スタンフォード大学のクリフォード・ナス教授チームが2009年に出した論文がいまだに引用されまくっている。マルチタスクを頻繁にやる人ほど、注意の切り替えも記憶の整理も下手だった、という内容。

普通に考えると逆じゃない?訓練してる人のほうが上手いはずでしょ。

同実験では、ヘビーマルチタスカーは無関係な情報を脳から排除できず、必要な情報の選別に失敗していた。「同時にこなす力」ではなく「全部に気を取られる体質」が育っていたという結論。

有能どころか、ノイズに弱い脳になっていた。これがしんどい。

切り替えのたびに脳は40%損してる

アメリカ心理学会が紹介しているタスクスイッチングコストという概念がある。タスクを切り替えるたび、脳のリソースが最大40%失われる、という話。

状態生産性
単一タスク集中100%
2タスク同時約60%
3タスク以上40%以下

同時にやってるつもりでも、実際は超高速で切り替えてるだけ。そして切り替えのたびにエネルギーを溶かしている。

IQが10下がるという衝撃

ロンドン大学のグレン・ウィルソン博士の研究では、メールやメッセージ通知に振り回される状態のIQが一時的に10ポイント下がっていた。睡眠不足の倍、マリファナ摂取時より大きい下落幅。

つまり今この瞬間、通知ONでスマホ片手にこの記事を読んでるなら、本来の頭脳の8割くらいで処理してることになる。

対策が一番むずい。これに尽きる。

灰白質まで減るらしい

サセックス大学が2014年に発表したMRI研究では、複数デバイスを同時使用する習慣がある人ほど、前帯状皮質の灰白質密度が低かった。感情コントロールや共感に関わる部位だ。
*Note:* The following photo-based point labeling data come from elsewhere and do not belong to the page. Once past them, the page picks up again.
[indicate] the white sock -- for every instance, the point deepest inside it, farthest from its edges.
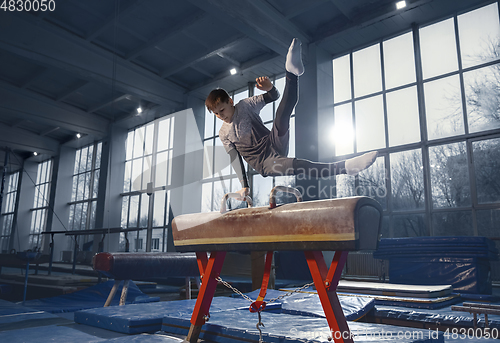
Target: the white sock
(357, 164)
(293, 62)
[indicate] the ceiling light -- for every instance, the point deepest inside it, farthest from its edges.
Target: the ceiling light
(400, 4)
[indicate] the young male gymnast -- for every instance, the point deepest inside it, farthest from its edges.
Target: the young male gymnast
(243, 133)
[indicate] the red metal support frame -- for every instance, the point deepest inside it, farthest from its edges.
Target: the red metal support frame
(326, 282)
(211, 271)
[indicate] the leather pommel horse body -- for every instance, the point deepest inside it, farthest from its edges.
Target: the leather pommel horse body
(340, 225)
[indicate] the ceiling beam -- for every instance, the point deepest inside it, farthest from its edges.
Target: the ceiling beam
(109, 103)
(302, 7)
(279, 19)
(221, 47)
(37, 108)
(110, 20)
(19, 139)
(166, 34)
(55, 48)
(229, 59)
(36, 76)
(247, 19)
(75, 88)
(344, 8)
(364, 20)
(49, 131)
(245, 67)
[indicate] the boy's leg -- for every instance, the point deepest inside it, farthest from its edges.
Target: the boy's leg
(294, 68)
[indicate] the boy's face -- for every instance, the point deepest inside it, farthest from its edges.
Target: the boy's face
(224, 111)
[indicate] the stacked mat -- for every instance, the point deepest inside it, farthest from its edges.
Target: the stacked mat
(94, 296)
(463, 262)
(298, 318)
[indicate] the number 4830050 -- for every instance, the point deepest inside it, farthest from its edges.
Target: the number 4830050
(28, 5)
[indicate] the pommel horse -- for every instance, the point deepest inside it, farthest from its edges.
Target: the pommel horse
(340, 225)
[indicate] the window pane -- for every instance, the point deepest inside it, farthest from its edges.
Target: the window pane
(409, 225)
(134, 211)
(222, 165)
(206, 197)
(161, 169)
(342, 78)
(163, 134)
(98, 156)
(220, 188)
(208, 159)
(209, 124)
(125, 200)
(372, 182)
(443, 107)
(143, 219)
(407, 180)
(343, 133)
(449, 175)
(488, 222)
(130, 145)
(367, 71)
(402, 117)
(83, 161)
(139, 142)
(482, 93)
(262, 187)
(148, 139)
(92, 215)
(479, 33)
(452, 224)
(146, 174)
(399, 61)
(486, 155)
(96, 184)
(136, 174)
(127, 177)
(240, 96)
(370, 127)
(159, 209)
(438, 48)
(89, 157)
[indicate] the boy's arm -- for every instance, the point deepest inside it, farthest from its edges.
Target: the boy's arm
(239, 168)
(271, 95)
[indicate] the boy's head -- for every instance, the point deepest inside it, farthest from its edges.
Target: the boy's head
(220, 103)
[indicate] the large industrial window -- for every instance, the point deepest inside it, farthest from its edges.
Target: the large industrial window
(219, 177)
(8, 211)
(428, 101)
(40, 204)
(84, 191)
(149, 152)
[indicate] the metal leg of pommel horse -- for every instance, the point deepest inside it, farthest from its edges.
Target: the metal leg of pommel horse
(326, 282)
(210, 269)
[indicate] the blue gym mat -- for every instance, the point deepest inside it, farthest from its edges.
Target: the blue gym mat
(137, 318)
(91, 297)
(148, 317)
(14, 313)
(64, 334)
(226, 327)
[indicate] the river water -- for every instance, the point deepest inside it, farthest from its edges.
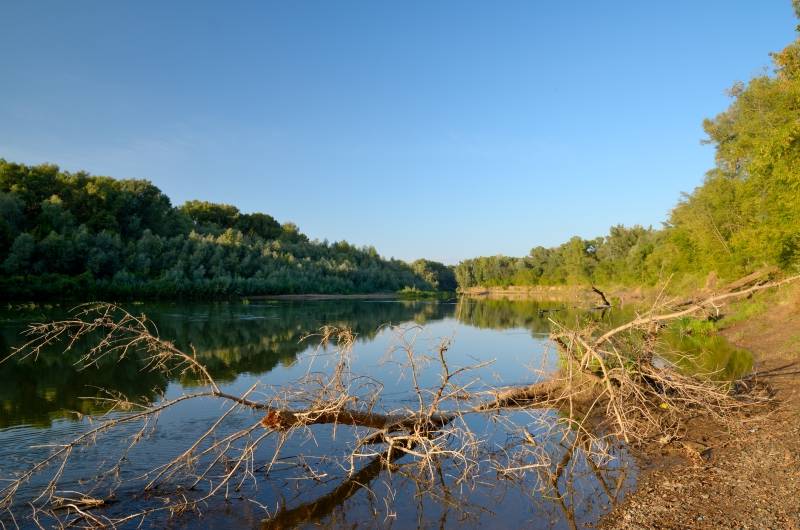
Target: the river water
(49, 400)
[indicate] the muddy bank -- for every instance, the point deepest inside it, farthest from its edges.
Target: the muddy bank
(744, 479)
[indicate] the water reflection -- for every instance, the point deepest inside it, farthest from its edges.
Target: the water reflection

因果関係はまだ議論中で、「もともと灰白質が少ない人がマルチタスクに走る」可能性も否定できていない。ただ脳の物理的な構造とリンクしているという観測自体が重い。

2026年5月時点で再現研究も複数進行中。少なくとも「マルチタスクが脳に良い」と言う研究は一本も見つからない。

じゃあ深夜の俺たちはどうすれば

研究者たちの結論は意外と地味で、「一度に一つだけやれ」だった。シングルタスク信奉。

具体的に効くと言われているもの。

  • 通知を全部切る(Slackもメールも)
  • 25分集中+5分休憩のポモドーロ
  • 作業中は別タブを物理的に閉じる
  • スマホは別の部屋に置く

身も蓋もない。でも春の夜長、寝る前の30分だけでも試す価値はあるかもしれない。

あなたは今、何タスク同時進行中?

まとめ

  • マルチタスク常習者ほど注意の切り替えが下手
  • 切り替えコストで生産性は40%減
  • 通知に追われるとIQが一時的に10下がる
  • 灰白質との関連を示すMRI研究も存在

とりあえずこの記事を閉じたら、もう一個のタブも閉じてみる。それだけでも脳は喜ぶはず。